Brian: I'm doing a lot of work with paint. Big projects with paint. Big... fucking loser.


Brian: What are you playing?
Tim: Tomb Raider 3.
Brian: She's drowning.
Tim: Yeah.
Brian: Is that the point of the game?
Tim: It depends what mood you're in really.
Brian: What sort of mood are you in then?
Tim: Well, I got a letter from my girlfriend this morning three months too late explaining why she dumped me. It was full of "You'll always be special" and "I'll always love you" platitudes designed to make me feel better while simultaneously appeasing her deep-seated sense of guilt for running off with a slimy little city boy named Duane and destroying my faith in everything in the world that is good and pure.
Brian: So it didn't really work then.
Tim: No, it made me want to drown things!


Tim: Now, we'll have to climb over a perimeter fence. It's about two meters high.
Brian: Two meters! That's impossible!
Mike: It's not impossible, I used to climb over my neighbor's fence, it wasn't much higher than two meters.

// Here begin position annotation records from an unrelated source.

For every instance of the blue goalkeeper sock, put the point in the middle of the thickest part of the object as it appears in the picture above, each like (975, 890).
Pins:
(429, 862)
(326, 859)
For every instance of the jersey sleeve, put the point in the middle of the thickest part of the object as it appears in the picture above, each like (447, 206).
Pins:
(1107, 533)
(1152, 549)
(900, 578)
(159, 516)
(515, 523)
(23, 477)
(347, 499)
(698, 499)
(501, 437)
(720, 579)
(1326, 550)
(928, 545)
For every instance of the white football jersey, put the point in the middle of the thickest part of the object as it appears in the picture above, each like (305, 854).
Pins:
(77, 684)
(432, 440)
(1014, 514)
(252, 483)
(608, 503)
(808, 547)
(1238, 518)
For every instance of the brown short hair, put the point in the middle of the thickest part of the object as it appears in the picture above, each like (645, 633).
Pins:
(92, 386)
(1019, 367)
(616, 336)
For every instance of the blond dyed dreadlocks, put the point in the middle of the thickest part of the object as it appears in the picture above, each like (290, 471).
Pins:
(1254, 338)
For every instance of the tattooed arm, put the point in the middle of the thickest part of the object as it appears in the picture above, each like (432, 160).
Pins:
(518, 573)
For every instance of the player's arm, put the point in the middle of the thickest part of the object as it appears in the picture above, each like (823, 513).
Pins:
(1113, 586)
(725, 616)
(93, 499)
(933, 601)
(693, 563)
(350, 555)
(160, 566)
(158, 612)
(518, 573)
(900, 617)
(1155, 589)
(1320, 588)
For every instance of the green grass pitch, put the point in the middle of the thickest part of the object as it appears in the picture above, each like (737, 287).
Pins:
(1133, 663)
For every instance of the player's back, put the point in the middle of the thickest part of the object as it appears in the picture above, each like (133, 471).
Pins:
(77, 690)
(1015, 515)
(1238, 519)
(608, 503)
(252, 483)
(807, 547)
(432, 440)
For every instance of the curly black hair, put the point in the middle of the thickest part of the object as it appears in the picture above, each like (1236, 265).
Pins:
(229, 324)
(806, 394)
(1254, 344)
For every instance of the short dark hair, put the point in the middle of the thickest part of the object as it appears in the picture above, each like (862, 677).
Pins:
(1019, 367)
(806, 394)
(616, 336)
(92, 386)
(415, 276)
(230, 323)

    • The gunfight. Not just a Finger Gun battle, it has Dual-Wielding, frag grenades, gun jams, Big Nos, even a segue to classical music to pan over the "dead" and highlight the senseless waste of it all.
    • The paintball duel. And Mike's Heroic Sacrifice, complete with Paint From The Mouth.
    • A reenactment of One Flew Over the Cuckoo's Nest set in the kitchen of a fast food restaurant.
      • Called "Neo Nachos".
    • In an early episode, Daisy and Mike share a moment out of Pulp Fiction, when Daisy finds Mike's Uzi on the counter when she gets home. He walks out of the bathroom to find his gun pointed at him. The two stare tensely at each other, and then they start to have a conversation and forget it happened.
    • From The Sixth Sense:

[Mike and Tim are sitting in gridlock]
Tim: What's the hold up?
Mike: There's been an accident. Someone got hurt.
Tim: Who?
Mike: A lady.
Tim: How d'you know?
Mike: Because we hit her.
Tim: Did we?
Mike: Yeah. That's her there.
[Female cyclist appears at the window, scaring Tim - played by Olivia Williams, star of The Sixth Sense]

    • Part one of the second series finale ends with Tim and Mike about to go and talk to Marsha, done as an almost word-for-word take on the end of The Empire Strikes Back.
      • Compete with Wookiee noises imitated (quite well!) by a yawning Mike.
    • The first time Brian steps in to cover for Tim and Daisy's fake relationship with a well-timed excuse, he gets played out by the theme from The Magnificent Seven (and, being Brian, screws up his exit.)
  • World of Ham
  • Yoko Oh No: Both Daisy and Mike dislike Tim's new girlfriend on general principle, at least at first.